Why is NVIDIA Pascal GPUs slow on running CUDA Kernels when using cudaMallocManaged

Question

I was testing the new CUDA 8 along with the Pascal Titan X GPU and is expecting speed up for my code but for some reason it ends up being slower. I am on Ubuntu 16.04.

Here is the minimum code that can reproduce the result:

CUDASample.cuh

class CUDASample{
 public:
  void AddOneToVector(std::vector<int> &in);
};

CUDASample.cu

__global__ static void CUDAKernelAddOneToVector(int *data)
{
  const int x  = blockIdx.x * blockDim.x + threadIdx.x;
  const int y  = blockIdx.y * blockDim.y + threadIdx.y;
  const int mx = gridDim.x * blockDim.x;

  data[y * mx + x] = data[y * mx + x] + 1.0f;
}

void CUDASample::AddOneToVector(std::vector<int> &in){
  int *data;
  cudaMallocManaged(reinterpret_cast<void **>(&data),
                    in.size() * sizeof(int),
                    cudaMemAttachGlobal);

  for (std::size_t i = 0; i < in.size(); i++){
    data[i] = in.at(i);
  }

  dim3 blks(in.size()/(16*32),1);
  dim3 threads(32, 16);

  CUDAKernelAddOneToVector<<<blks, threads>>>(data);

  cudaDeviceSynchronize();

  for (std::size_t i = 0; i < in.size(); i++){
    in.at(i) = data[i];
  }

  cudaFree(data);
}

Main.cpp

std::vector<int> v;

for (int i = 0; i < 8192000; i++){
  v.push_back(i);
}

CUDASample cudasample;

cudasample.AddOneToVector(v);

The only difference is the NVCC flag, which for the Pascal Titan X is:

-gencode arch=compute_61,code=sm_61-std=c++11;

and for the old Maxwell Titan X is:

-gencode arch=compute_52,code=sm_52-std=c++11;

EDIT: Here are the results for running NVIDIA Visual Profiling.

For the old Maxwell Titan, the time for memory transfer is around 205 ms, and the kernel launch is around 268 us.

For the Pascal Titan, the time for memory transfer is around 202 ms, and the kernel launch is around an insanely long 8343 us, which makes me believe something is wrong.

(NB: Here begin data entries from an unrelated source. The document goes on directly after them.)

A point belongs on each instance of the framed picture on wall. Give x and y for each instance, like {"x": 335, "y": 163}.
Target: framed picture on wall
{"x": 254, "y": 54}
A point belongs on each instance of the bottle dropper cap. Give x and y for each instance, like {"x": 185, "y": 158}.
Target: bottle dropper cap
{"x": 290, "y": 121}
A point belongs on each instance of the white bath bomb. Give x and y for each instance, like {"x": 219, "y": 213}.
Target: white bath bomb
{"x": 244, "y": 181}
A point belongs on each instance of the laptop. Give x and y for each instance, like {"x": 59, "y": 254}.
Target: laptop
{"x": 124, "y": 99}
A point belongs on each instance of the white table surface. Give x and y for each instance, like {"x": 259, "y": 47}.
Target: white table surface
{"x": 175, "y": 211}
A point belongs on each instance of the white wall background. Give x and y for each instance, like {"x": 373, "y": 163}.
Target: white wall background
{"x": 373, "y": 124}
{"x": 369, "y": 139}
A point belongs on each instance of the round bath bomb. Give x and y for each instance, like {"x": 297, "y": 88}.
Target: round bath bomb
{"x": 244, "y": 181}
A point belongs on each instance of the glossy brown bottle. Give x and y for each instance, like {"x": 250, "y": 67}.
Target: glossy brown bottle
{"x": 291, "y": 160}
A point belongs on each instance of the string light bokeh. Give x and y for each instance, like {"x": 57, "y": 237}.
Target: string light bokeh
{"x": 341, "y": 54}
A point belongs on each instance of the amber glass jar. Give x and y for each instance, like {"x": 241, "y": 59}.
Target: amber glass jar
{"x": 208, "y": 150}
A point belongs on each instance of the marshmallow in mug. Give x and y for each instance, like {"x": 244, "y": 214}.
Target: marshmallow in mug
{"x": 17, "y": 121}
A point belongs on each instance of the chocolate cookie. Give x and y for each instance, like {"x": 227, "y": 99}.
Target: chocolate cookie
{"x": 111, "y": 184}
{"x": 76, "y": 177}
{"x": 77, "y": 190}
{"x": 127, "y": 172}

I further isolate the problem by replacing cudaMallocManaged into good old cudaMalloc and did some profiling and observe some interesting result.

CUDASample.cu

__global__ static void CUDAKernelAddOneToVector(int *data)
{
  const int x  = blockIdx.x * blockDim.x + threadIdx.x;
  const int y  = blockIdx.y * blockDim.y + threadIdx.y;
  const int mx = gridDim.x * blockDim.x;

  data[y * mx + x] = data[y * mx + x] + 1.0f;
}

void CUDASample::AddOneToVector(std::vector<int> &in){
  int *data;
  cudaMalloc(reinterpret_cast<void **>(&data), in.size() * sizeof(int));
  cudaMemcpy(reinterpret_cast<void*>(data),reinterpret_cast<void*>(in.data()), 
             in.size() * sizeof(int), cudaMemcpyHostToDevice);

  dim3 blks(in.size()/(16*32),1);
  dim3 threads(32, 16);

  CUDAKernelAddOneToVector<<<blks, threads>>>(data);

  cudaDeviceSynchronize();

  cudaMemcpy(reinterpret_cast<void*>(in.data()),reinterpret_cast<void*>(data), 
             in.size() * sizeof(int), cudaMemcpyDeviceToHost);

  cudaFree(data);
}

For the old Maxwell Titan, the time for memory transfer is around 5 ms both ways, and the kernel launch is around 264 us.

For the Pascal Titan, the time for memory transfer is around 5 ms both ways, and the kernel launch is around 194 us, which actually results in the performance increase I am hoping to see...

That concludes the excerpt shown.